Ben l’Oncle Soul : Exactement, exactement !
La Face B : Et pour continuer à parler de l’album, on sent que sur l’album tu actives presque le mode tranquille ; loin de moi l’idée de faire un reproche, bien au contraire, parce que l’album est très reposant. Mais on sent que dans ton approche, que ce soit l’écriture ou le chant, tu es très serein, que tu maîtrises ce que tu fais. Qu’est-ce qui t’as donné envie de donner ce ton très posé et doux à l’album ?

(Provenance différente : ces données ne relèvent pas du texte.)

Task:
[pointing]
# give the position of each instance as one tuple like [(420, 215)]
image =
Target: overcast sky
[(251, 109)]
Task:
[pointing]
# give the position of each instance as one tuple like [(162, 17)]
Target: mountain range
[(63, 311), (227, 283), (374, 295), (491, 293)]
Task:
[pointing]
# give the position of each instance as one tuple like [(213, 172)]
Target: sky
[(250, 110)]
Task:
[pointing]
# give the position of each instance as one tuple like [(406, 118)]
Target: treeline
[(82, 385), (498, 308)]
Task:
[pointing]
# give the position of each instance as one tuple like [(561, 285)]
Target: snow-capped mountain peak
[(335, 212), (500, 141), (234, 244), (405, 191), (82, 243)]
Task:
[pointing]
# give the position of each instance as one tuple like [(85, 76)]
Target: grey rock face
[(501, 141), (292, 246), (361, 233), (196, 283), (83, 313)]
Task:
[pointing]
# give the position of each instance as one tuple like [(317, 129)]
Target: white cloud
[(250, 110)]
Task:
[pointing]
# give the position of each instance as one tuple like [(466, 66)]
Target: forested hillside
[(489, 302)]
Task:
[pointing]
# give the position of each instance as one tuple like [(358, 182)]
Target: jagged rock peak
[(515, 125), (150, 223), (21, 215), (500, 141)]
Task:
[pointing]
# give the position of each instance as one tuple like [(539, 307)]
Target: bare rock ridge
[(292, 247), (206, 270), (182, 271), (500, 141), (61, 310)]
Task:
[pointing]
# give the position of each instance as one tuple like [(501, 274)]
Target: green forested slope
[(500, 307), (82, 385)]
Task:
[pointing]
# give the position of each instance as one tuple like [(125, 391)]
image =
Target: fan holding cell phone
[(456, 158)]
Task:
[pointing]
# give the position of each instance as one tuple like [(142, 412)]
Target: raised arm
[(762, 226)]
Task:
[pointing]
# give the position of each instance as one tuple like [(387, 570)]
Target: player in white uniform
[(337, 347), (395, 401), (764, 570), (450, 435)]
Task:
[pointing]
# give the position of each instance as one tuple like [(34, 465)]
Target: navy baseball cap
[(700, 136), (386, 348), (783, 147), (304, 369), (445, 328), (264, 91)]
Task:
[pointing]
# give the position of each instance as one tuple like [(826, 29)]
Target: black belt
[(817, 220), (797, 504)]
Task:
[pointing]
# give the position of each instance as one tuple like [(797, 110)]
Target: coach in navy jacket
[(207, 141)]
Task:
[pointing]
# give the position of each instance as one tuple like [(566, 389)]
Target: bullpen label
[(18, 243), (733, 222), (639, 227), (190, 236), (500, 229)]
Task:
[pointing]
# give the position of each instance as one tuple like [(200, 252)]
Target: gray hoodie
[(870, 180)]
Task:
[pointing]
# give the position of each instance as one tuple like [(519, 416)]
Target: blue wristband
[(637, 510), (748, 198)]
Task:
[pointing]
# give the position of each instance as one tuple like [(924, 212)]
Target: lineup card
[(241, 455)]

Ben l’Oncle Soul : Le fait d’être en confinement. Moi, j’ai dû ouvrir ma bulle artistique et musicale à ma petite famille, qui vit sous le même toit que moi. Avant, j’avais la chance de pouvoir aller au studio et de faire du son un peu dans mon univers. C’est-à-dire que moi à la maison, j’étais pas le chanteur, mais j’étais juste le père et le mari. Et le moment où le confinement est arrivé, évidemment ils venaient me voir de temps en temps en concert et ils connaissaient très bien mes amis, mais le fait de devoir vivre sous le même toit et de faire de la musique… puisqu’en fait, moi c’est quand même ce qui me fait du bien et c’est mon activité préférée (rires). Mais l’air de rien, je me suis rendu compte qu’il a fallu un peu agrandir la bulle, parce que quand je commence à jouer, ma fille de 4 ans vient aussi jouer à côté de moi. Quand j’ai une idée en tête, un truc à sortir, parce que je le ressens, c’est un peu compulsif d’une certaine manière, il faut aussi que j’abandonne cette idée assez rapidement parce que ma fille fout le bordel à côté et elle a pas du tout envie que je trouve cette mélodie, donc elle m’emmène ailleurs (rires). Au début, c’était un peu frustrant, et ensuite c’est devenu de la transmission pure et dure, et j’adore ces moments où on se met au piano ensemble et où on joue. Ce côté intimiste ressemble vraiment à l’énergie que j’avais pendant l’écriture de l’album. C’est-à-dire que j’essayais aussi de faire de la musique de manière à ce que ça ne gêne pas trop ma femme et mes enfants, qui faisaient d’autres choses à côté. Et je me suis dit aussi que c’était aussi le moment d’essayer cette énergie dont Otis parlait, qui est quelque chose de plus soft, et je me disais que c’était chouette de faire de la musique et de pas monopoliser l’espace et toute l’attention. Faire de la musique où on pouvait continuer de discuter à côté. J’essayais de rentrer dans une énergie où la musique ne devient pas un divertissement ou un spectacle, mais ou elle fait partie de nos vies, tout simplement.
La Face B : Oui donc c’est une façon plus pure de faire de la musique ? Quelque chose de beaucoup plus simple, de moins gourmand en termes d’attention ?
Ben l’Oncle Soul : C’est ça ! Ouais ouais ouais, tout à fait ça. C’est bien résumé (rires).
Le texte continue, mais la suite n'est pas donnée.